2019-12-24 5779 12 1
2019-12-25 4264 12 2
2019-12-26 4843 12 3
2019-12-27 9609 12 4
2019-12-28 2218 12 5
[342 rows x 3 columns]
Now that we have columns for the total amount of steps per day and the months, we can plot all the data on a single plot using the group by operator in the plotting library.
ax = plt.gca()
ax.set_title('Steps Distribution for July\n')

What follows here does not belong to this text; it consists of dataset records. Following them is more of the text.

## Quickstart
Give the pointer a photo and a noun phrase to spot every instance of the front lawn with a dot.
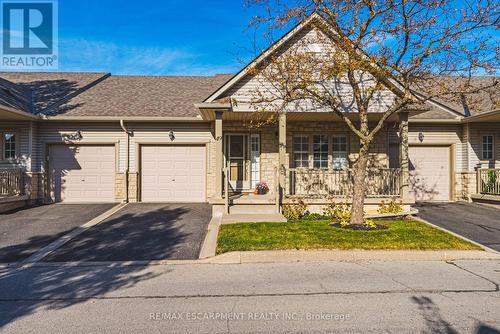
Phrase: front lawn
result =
(307, 234)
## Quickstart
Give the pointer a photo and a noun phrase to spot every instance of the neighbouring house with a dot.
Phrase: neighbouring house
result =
(95, 137)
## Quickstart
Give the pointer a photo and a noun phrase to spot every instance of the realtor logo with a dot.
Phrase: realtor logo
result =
(29, 34)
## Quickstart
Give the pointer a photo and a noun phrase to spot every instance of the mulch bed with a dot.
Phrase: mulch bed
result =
(357, 227)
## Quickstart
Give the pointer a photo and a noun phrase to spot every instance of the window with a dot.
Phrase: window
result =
(340, 160)
(320, 151)
(9, 145)
(487, 148)
(301, 151)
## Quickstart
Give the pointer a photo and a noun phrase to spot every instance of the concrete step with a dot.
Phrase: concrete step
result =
(253, 218)
(252, 209)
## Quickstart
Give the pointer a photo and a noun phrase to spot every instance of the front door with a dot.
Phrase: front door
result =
(237, 160)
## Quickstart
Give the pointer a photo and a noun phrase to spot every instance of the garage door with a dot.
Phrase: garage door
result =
(82, 173)
(430, 173)
(173, 173)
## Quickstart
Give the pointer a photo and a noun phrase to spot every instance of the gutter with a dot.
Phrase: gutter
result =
(127, 158)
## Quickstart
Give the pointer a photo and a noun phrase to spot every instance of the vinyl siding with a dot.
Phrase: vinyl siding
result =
(22, 130)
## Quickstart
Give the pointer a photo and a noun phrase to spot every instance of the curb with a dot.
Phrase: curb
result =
(45, 251)
(209, 246)
(456, 235)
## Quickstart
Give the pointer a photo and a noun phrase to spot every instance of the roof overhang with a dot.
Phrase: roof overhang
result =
(491, 116)
(11, 114)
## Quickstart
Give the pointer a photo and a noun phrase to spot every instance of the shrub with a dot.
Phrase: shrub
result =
(340, 212)
(394, 206)
(294, 210)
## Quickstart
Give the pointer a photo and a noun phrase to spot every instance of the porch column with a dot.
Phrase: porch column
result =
(403, 156)
(282, 152)
(218, 154)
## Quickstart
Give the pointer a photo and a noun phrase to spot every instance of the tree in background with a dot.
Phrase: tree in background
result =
(386, 56)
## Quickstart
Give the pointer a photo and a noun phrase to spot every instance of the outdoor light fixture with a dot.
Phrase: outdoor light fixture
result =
(421, 136)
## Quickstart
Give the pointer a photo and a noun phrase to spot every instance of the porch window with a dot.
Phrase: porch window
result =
(320, 151)
(9, 145)
(340, 160)
(487, 148)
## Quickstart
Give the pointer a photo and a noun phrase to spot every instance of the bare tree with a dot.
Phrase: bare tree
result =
(366, 56)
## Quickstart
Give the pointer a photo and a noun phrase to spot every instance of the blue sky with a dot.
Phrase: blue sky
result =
(170, 37)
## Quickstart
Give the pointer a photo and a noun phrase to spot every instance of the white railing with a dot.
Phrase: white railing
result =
(11, 182)
(488, 181)
(339, 183)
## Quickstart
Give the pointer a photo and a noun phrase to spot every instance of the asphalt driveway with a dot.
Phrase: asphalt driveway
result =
(24, 232)
(474, 221)
(141, 232)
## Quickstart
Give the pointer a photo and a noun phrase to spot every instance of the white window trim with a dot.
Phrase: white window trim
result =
(492, 147)
(2, 144)
(346, 148)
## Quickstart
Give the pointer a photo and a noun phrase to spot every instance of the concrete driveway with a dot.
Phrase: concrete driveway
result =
(26, 231)
(141, 232)
(474, 221)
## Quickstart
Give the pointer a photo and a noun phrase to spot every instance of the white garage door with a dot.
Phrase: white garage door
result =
(430, 173)
(82, 173)
(173, 173)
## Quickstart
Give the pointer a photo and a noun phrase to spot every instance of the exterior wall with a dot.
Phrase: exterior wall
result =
(476, 131)
(111, 133)
(250, 87)
(269, 157)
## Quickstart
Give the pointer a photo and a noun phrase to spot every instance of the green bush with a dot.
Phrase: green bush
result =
(394, 206)
(295, 210)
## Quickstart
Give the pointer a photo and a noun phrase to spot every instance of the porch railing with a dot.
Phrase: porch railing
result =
(488, 181)
(11, 182)
(340, 183)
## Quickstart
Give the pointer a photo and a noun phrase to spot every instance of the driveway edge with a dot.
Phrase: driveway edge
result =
(209, 245)
(45, 251)
(456, 235)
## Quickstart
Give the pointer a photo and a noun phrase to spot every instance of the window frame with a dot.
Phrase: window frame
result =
(15, 132)
(483, 151)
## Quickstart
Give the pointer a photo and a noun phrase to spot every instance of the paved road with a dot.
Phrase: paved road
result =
(141, 232)
(474, 221)
(362, 297)
(26, 231)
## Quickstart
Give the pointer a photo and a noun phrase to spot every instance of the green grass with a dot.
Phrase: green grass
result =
(303, 234)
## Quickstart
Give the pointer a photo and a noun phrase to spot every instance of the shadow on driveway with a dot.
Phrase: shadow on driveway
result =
(141, 232)
(23, 232)
(473, 221)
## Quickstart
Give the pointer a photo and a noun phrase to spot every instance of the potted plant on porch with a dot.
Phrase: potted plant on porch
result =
(261, 188)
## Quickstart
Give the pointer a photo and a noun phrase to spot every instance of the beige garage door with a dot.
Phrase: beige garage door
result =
(173, 173)
(82, 173)
(430, 173)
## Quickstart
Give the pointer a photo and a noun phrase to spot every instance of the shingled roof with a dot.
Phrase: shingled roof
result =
(99, 94)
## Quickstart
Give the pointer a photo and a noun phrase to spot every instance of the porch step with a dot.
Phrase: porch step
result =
(253, 218)
(254, 208)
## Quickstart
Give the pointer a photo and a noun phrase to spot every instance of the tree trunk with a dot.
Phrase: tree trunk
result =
(358, 198)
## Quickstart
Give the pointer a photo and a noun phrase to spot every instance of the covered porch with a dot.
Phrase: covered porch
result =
(308, 156)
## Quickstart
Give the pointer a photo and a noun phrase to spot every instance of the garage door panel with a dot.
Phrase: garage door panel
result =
(430, 173)
(82, 173)
(173, 173)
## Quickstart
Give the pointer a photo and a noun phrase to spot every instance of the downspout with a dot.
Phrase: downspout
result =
(127, 159)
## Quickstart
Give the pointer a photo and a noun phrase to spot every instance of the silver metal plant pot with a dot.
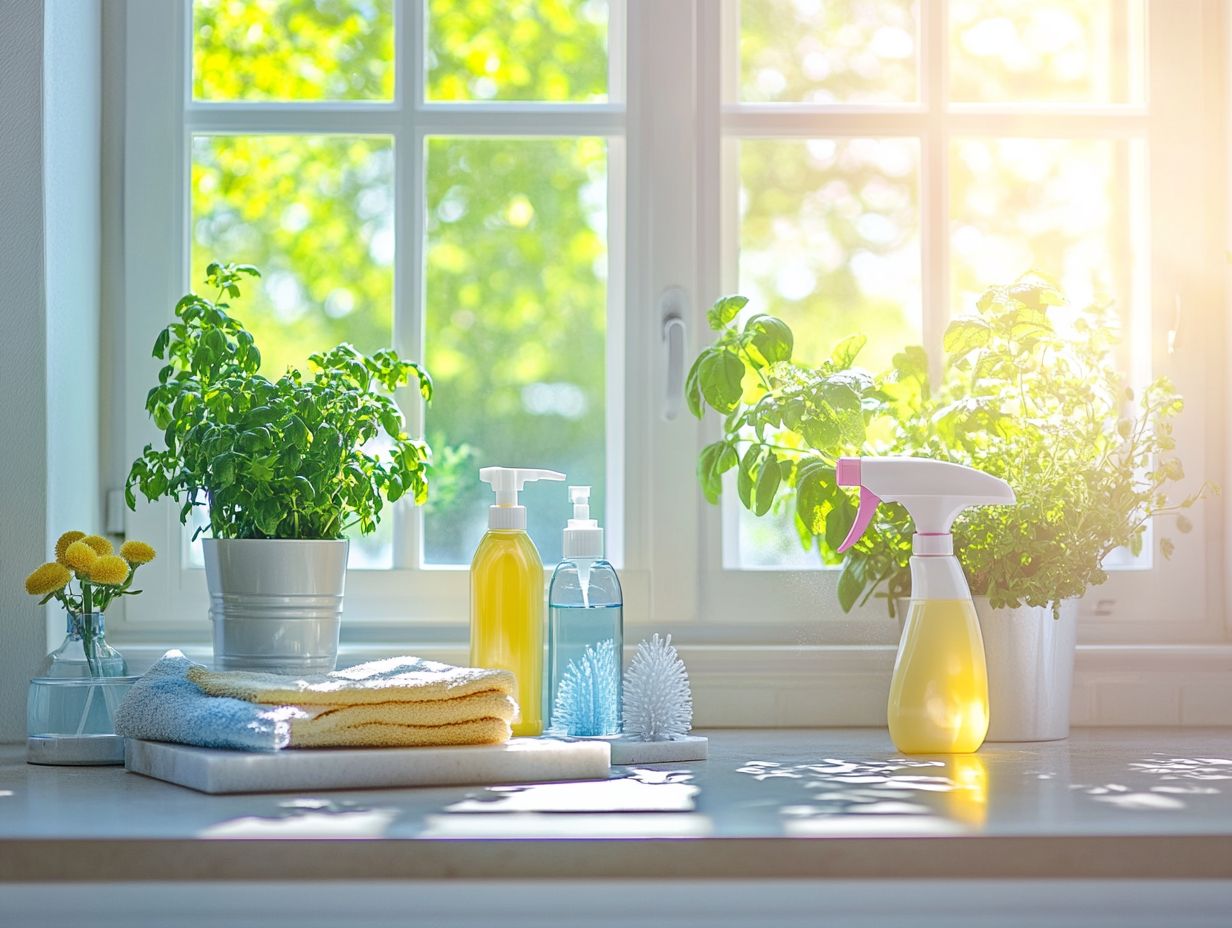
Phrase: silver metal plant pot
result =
(1030, 659)
(276, 605)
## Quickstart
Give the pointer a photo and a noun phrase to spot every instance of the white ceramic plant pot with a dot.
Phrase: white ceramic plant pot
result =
(1030, 659)
(276, 605)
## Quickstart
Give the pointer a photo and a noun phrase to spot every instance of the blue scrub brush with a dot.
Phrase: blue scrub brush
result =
(658, 704)
(585, 700)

stepsPerDay.boxplot(column=['value'], by='month',ax=ax, notch=True)
plt.xlabel("Month")
plt.ylabel("Steps Per Day")
plt.show()
ax = plt.gca()
ax.set_title('Steps Distribution By Week Day\n')
stepsPerDay.boxplot(column=['value'], by='week_day',ax=ax, notch=True)
plt.xlabel("Week Day")
plt.ylabel("Steps Per Day")
plt.show()
Moving forward with this I would like to do more visualizations with sleep data and heart rate.